There are two ways to establish improper joinder: (1) actual fraud in the pleading of
jurisdictional facts, and (2) the inability of Ms. Branum to establish a cause of action against the nondiverse Defendants. Salazar v. Allstate Texas Lloyd’s, Inc., 455 F.3d 571, 574 (5th Cir. 2006).
Aurora Bank’s Notice of Removal implicates the latter. Aurora Bank has a heavy burden to
demonstrate improper joinder, and the “threshold question . . . is whether there is no reasonable basis
for the district court to predict that the plaintiff might be able to recover against the improperly
joined defendant.” Gasch v. Hartford Accident & Indem. Co., 491 F.3d 278, 281 (5th Cir. 2007)
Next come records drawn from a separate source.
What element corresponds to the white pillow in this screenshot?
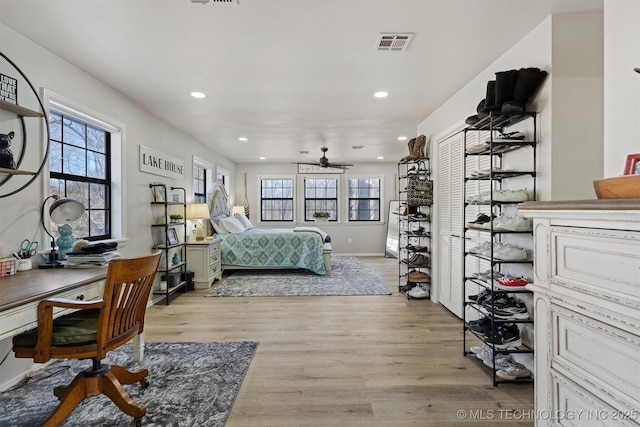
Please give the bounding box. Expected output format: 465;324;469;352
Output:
211;214;229;234
233;212;253;230
219;216;244;234
211;221;229;234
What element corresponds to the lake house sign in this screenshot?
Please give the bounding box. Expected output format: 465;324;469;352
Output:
140;145;184;178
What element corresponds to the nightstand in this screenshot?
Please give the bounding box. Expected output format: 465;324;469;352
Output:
187;239;222;289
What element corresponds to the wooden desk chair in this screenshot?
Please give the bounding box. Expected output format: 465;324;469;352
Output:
13;252;160;426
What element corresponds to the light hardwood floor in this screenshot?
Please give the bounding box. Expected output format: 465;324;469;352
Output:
145;257;533;427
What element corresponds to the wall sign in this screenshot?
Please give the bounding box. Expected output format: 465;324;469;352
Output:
0;73;18;105
140;145;184;178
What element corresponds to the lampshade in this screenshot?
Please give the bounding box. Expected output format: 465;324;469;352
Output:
187;203;209;240
187;203;209;219
231;206;244;215
49;198;84;224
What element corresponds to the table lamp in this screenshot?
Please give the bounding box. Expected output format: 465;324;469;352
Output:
187;203;209;241
231;206;244;215
40;194;84;268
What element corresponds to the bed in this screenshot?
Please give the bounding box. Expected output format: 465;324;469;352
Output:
209;183;331;275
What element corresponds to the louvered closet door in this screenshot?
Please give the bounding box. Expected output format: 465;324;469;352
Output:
436;132;464;318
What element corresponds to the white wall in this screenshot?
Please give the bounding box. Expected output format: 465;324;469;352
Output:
418;15;604;204
230;159;400;255
604;0;640;177
0;24;235;392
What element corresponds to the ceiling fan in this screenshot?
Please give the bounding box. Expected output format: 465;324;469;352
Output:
296;147;353;169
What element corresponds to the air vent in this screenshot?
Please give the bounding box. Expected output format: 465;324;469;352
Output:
376;33;413;51
191;0;238;4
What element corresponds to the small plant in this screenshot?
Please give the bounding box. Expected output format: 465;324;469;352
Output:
313;212;331;219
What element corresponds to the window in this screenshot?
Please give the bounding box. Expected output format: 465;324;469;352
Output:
304;178;338;221
260;178;294;222
49;111;111;240
193;162;208;203
347;178;381;221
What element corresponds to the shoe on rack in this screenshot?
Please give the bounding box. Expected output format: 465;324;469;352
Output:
469;242;491;256
467;142;489;154
469;317;493;335
482;354;513;371
467;289;491;304
398;282;416;294
407;286;429;299
406;244;429;252
493;215;532;231
490;297;529;320
407;254;430;268
484;323;522;350
407;270;431;283
487;132;525;142
493;188;529;203
469;344;491;354
496;362;531;381
493;276;529;291
493;244;529;261
467;213;491;228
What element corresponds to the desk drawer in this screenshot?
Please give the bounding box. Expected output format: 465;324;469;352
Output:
551;306;640;408
552;371;639;427
0;280;104;340
550;227;640;302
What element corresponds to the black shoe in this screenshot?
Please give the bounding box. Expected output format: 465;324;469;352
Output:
484;323;522;350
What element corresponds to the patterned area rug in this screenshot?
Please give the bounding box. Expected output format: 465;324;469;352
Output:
0;342;258;427
207;257;391;297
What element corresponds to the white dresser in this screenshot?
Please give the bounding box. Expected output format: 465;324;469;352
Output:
519;199;640;427
187;239;222;289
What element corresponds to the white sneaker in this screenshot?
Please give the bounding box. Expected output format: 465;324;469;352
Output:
493;215;532;231
483;354;513;371
493;188;529;203
493;245;529;261
407;286;429;299
469;344;491;354
496;362;531;380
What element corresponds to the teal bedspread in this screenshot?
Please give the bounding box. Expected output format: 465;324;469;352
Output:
216;228;326;274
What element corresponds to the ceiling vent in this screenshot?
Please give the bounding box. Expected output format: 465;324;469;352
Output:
191;0;238;4
376;33;413;51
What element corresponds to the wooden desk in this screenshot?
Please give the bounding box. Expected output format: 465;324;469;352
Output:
0;268;144;361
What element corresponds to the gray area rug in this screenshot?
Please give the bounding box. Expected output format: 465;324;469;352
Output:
0;342;258;427
207;257;391;297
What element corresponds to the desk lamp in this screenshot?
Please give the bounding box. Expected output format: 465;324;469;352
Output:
40;194;84;268
187;203;209;241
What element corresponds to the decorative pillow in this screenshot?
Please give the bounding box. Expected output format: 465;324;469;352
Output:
211;214;229;234
220;216;244;234
233;212;254;230
211;222;229;234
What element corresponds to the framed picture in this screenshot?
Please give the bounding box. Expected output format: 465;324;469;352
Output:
167;228;180;245
624;153;640;175
151;182;167;203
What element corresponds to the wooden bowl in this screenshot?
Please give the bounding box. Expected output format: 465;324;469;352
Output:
593;175;640;199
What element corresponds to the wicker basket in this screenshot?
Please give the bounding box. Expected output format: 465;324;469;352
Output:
593;175;640;199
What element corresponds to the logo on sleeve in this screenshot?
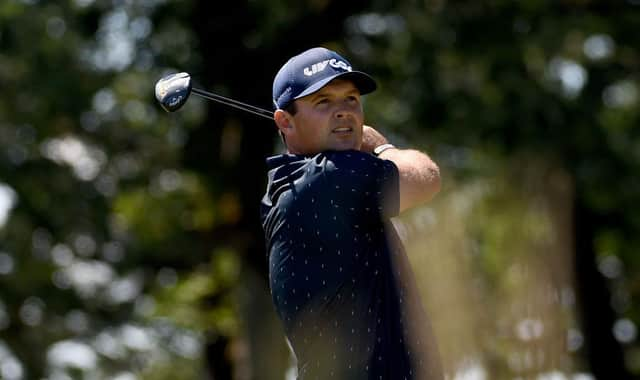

(internal quotations omitted).
There are no actual allegations against the individual Defendants in Ms. Branum’s
Complaint. She generally alleges fraud and misrepresentation claims against “Defendants,” but does
not indicate what any of these individuals did that might conceivably result in personal liability. As
discussed supra, Judge Mazzant gave Ms. Branum several opportunities to address these
deficiencies, and she chose not to. Indeed, Ms. Branum has never even suggested that the case was
not removed properly by filing a motion to remand or otherwise.
The court must consider subject matter jurisdiction sua sponte even if Ms. Branum fails to
raise the issue. Given that she alleges no facts whatsoever to support a claim against the individual
Defendants, despite being given the opportunity on several occasions to do amend her Complaint,
the court concludes that there is no reasonable basis to predict that Ms. Branum might be able to
recover against the individual Defendants. These Defendants were improperly joined, and do not
defeat diversity jurisdiction. Ms. Branum’s jurisdictional objection is without merit.
Ms. Branum next objects that she has given the court enough facts to raise a reasonable
expectation that discovery would reveal evidence of the necessary claims or elements. Judge
Mazzant concluded that she failed to allege any facts that would make any of her claims plausible,
and this court agrees. With respect to wrongful foreclosure, Ms. Branum fails to allege that there was
a procedural defect in the foreclosure proceedings, that there was a grossly inadequate selling price,
or that there is a causal connection between any alleged defect in the foreclosure proceedings and
the inadequate selling price. With respect to fraud and injunctive relief, she also fails to assert any
facts at all that would support these claims.
Again, Ms. Branum has been has given several opportunities to amend her Complaint and
allege facts that make any claim plausible. She has failed to do so, and Aurora Bank’s motion to
dismiss should be granted.
After careful consideration, the court concludes that Ms. Branum’s objections of Plaintiffs
are without merit and should be overruled. The Magistrate Judge’s Report and Recommendation is
IT IS THEREFORE ORDERED that Defendant Aurora Bank, FSB’s Motion to Dismiss
[Doc. # 14] is GRANTED. Plaintiff Jane E. Branum’s claims are DISMISSED WITH PREJUDICE.
All relief not granted herein is DENIED.
So ORDERED and SIGNED this 2 day of January, 2013.